How to change symlinks atomically (2005)

Animats · on Aug 21, 2016

Ah, yes, atomic file system operations in UNIX-like systems.

May not be available for your operating system variant. May not be available for your file system. Not applicable to some remote file systems. May not function properly in some virtual machines. Consult your storage area network vendor for additional information.

wfunction · on Aug 21, 2016

Yeah, it's another one of the many things that the Windows kernel gets right but *nix programmers never care to give it credit for. `FILE_LINK_INFORMATION` in Windows has a `ReplaceIfExists` flag just for this purpose.

rincebrain · on Aug 21, 2016

I'm not sure which is wrong, the person writing or the documentation, but rename() claims to be atomic with few exceptions even when overwriting an existing item.[1]

The only reason I suspect things do unlink-then-rename is that (evidently) rename() doesn't promise anything about what happens to the "src" item if rename() fails, just that something will still be in "dest".[1]

But I don't know why the commands do something different, and don't want to try reading the source of either GNU or BSD mv to find out why.

[1] - http://pubs.opengroup.org/onlinepubs/009695399/functions/ren...

AnonymousPlanet · on Aug 22, 2016

It is one thing to get it right from a disgn perspective, but another to get it right from an implementation and common usage perspective (see the sibling threads to this comment).

If it doesn't exist in practice or does something different in a thousand edge cases, it's rightfully dismissed as nonexistant.

pif · on Aug 21, 2016

It's funny how you name Windows kernel in a comment about symbolic links, considering that it _misses_ symbolic links.

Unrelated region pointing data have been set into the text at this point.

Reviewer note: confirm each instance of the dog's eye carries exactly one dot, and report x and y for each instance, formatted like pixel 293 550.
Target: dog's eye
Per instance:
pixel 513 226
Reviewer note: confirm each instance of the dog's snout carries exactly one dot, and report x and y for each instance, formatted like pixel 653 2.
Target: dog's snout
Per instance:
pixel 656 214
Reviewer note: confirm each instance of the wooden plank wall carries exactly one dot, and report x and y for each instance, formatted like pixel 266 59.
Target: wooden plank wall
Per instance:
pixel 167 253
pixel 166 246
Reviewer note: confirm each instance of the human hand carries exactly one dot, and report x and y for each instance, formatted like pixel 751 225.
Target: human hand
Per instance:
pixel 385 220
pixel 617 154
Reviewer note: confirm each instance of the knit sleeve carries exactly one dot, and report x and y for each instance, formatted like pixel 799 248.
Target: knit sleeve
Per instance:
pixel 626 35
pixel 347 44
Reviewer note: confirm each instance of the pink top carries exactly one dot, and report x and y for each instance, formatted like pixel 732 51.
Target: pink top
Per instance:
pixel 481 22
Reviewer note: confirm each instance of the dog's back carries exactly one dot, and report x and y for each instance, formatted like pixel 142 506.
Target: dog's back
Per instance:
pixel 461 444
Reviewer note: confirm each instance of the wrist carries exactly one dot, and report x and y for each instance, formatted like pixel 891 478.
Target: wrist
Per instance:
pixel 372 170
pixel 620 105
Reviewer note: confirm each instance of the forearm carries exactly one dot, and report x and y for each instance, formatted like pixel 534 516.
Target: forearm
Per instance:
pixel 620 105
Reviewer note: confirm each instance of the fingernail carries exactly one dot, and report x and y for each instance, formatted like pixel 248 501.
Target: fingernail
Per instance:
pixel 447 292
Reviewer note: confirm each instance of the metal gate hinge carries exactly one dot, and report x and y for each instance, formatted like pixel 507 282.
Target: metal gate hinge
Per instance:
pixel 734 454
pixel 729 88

ordinary · on Aug 21, 2016

https://en.wikipedia.org/wiki/NTFS_symbolic_link

geocar · on Aug 21, 2016

These things are called symbolic links, but are not what UNIX calls a symbolic link. The name is unfortunate and perhaps cannot be helped.

icebraining · on Aug 21, 2016

What's the difference? Because MS claims it has created them "to function just like UNIX links", and I'm not seeing how they're wrong.

geocar · on Aug 21, 2016

On UNIX, anyone can create a symbolic link, and a symbolic link can contain arbitrary text, while Windows requires admin privileges and that the target be a valid file path.

The new WSL does have symbolic links, but these are only available to Linux programs.

icebraining · on Aug 21, 2016

The admin privileges is just the default security policy, you can configure it to allow regular users.

geocar · on Aug 21, 2016

That is really bad advice.

An application should not change the default security policy.

icebraining · on Aug 21, 2016

I'm not saying it should. I'm saying it's not a property of the symlink feature. Some Linux distro could implement the same policy, but symlinks would still be symlinks.

geocar · on Aug 21, 2016

> I'm not saying it should. I'm saying it's not a property of the symlink feature.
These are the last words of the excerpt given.